日本国土はそんなに広いわけではありません。その中で何回トラックが行き来しているのか気になりますよね。フィジカルインターネットの先は、物流のクラウドサービスになっていくのではないかと私は思います。
それを先程の例に当てはめると、工場から出荷される際に物流のプラットフォームに登録する、ただそれだけです。あとは、消費者の方もしくは小売店でオーダーごとに持っていきます。
何を言いたいかというと、メーカーから消費者の手元に届くまで、所有権を移す必要はないということです。荷姿がただ変わっているだけなんです。それであればモノは動かさずにひとつのプラットフォームで管理し、一括して機能を提供することで最小限の移動に抑えることができます。日本の技術力があれば実現できるでしょう。すると、トラックの価値も上がり、CO2も削減されます。
情報の世界で最適化ができれば、究極の未来として実現できるはずです。こういった話を皆さんと早く実現して、早く世界に展開してみてはどうかなと期待しています。
デジタル、生産から販売などの計画、受発注そして物流まで考えられる高度物流人材の育成が急務だと感じていますが、どのような支援や対策をされているのでしょうか。
髙田様:
物流DXを推進するにあたり、まさに人材育成は課題だと考えています。しかしきちんと現場の課題がどこにあるのかをきちんと把握した上で、物流産業が将来的にどのような方向性に向かっていかなければならないのかをはっきり捉える必要があります。そして、定めた方向性に向かうために必要な人材を、的確に育てていくことが求められます。そのためには、若手の方だけではなくリカレント教育を含めた人材の育成が必要でしょう。そのためには学ぶ機会を提供することも我々の役割だと思っています。サプライチェーン全体を俯瞰した上で判断できる人材をどのように育てていくのか、皆様の意見をいただきながら物流に関する人材の確保に努めていきたいと考えています。
藤野様:
物流に関する人材については、2021年4月に 高度物流人材シンポジウムがあり話をしていました。
Apple.Incやウォルマートと知った欧米企業のCOO(Chief Operating Officer:最高執行責任者)は、サプライチェーン部門をマネジメントした後にCOOになるといった登竜門になっています。
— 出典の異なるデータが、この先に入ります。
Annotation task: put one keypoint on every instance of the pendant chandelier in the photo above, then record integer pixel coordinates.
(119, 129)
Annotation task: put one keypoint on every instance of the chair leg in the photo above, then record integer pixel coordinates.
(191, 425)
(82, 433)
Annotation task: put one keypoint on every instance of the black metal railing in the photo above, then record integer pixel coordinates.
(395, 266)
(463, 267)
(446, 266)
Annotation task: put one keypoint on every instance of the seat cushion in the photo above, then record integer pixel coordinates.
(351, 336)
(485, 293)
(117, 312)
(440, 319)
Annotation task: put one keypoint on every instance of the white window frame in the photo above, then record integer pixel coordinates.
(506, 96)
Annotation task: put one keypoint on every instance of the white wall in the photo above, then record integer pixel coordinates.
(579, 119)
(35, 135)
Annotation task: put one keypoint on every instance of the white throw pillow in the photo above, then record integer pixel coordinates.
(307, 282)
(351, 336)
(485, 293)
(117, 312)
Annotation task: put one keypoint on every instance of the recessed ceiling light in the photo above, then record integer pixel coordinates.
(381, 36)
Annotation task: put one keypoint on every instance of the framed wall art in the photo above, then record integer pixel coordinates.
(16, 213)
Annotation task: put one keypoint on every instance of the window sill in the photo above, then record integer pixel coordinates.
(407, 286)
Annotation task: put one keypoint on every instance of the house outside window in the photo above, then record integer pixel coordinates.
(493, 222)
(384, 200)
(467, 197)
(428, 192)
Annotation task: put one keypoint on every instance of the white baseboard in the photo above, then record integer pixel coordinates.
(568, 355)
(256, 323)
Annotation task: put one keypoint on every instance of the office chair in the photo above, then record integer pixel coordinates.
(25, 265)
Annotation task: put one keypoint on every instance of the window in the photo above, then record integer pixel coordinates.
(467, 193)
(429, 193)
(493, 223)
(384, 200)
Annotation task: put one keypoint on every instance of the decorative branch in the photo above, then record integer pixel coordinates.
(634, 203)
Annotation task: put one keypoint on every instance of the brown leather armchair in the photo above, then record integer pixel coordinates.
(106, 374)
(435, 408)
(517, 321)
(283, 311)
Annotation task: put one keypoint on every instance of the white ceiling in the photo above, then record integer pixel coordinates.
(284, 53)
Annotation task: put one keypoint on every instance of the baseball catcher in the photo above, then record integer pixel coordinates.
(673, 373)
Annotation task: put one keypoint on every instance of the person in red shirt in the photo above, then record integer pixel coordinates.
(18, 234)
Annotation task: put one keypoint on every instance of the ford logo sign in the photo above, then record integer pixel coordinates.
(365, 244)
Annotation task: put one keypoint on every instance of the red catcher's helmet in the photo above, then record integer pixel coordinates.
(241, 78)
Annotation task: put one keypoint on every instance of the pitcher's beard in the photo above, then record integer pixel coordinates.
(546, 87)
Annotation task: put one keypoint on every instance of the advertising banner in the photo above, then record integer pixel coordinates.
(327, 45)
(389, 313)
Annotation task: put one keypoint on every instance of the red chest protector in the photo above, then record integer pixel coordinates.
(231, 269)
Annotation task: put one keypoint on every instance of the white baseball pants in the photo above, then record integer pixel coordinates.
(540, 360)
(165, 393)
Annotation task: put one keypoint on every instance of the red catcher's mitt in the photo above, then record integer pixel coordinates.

経営をもっとも良く理解できるのは、サプライチェーンマネジメントのダイレクターです。これが世界の常識になりつつあります。韓国、台湾、香港、シンガポールといったアジア諸国もそうです。欧米のハーバード大学やマサチューセッツ工科大学(MIT)をはじめとするビジネススクールがすでにそうなっているのです。
なぜなら、それを日本が教えたからなのです。ことの初まりは1980年代にトヨタが米国カリフォルニア州に進出した際に「オペレーションズ・マネジメント」業務の設計能力、管理能力が企業の盛衰を決めるといったことを教えたのです。それで大統領令が出て、ビジネススクールに新しい科目ができました。それが「プロダクション&オペレーションズ・マネジメント」です。アメリカには講師が1万人います。ヨーロッパに5000人。世界中のエリートがそこに行って勉強するのです。日本を除いては。
日本ではこの「オペレーションズ・マネジメント」があまり教えられていません。なぜならば、誰も教えてくれないからです。
この理由は少し複雑で、日本が発祥であるが故に「すでに完成した考え方だ」と思われているからこそ、あらためて広まりにくくなってしまっているというパラドックスがあるためです。
世界ではこの分野の話題は非常にホットなトピックスになっており、投資家の注目度の高さや新しいビジネス、スタートアップ企業がどんどん生まれています。日本にいるとわからないくらい、情報格差があるということを認識しておくべきでしょう。
ぜひ、日本もビジネススクールを作りオペレーション・マネジメントの講師をたくさん育てていただきたいと考えています。それこそが、デジタルトランスフォーメーション(DX)において日本が勝つためのもっとも重要なポイントではないかと感じています。
司会:本日はあらためて貴重なお話をありがとうございました。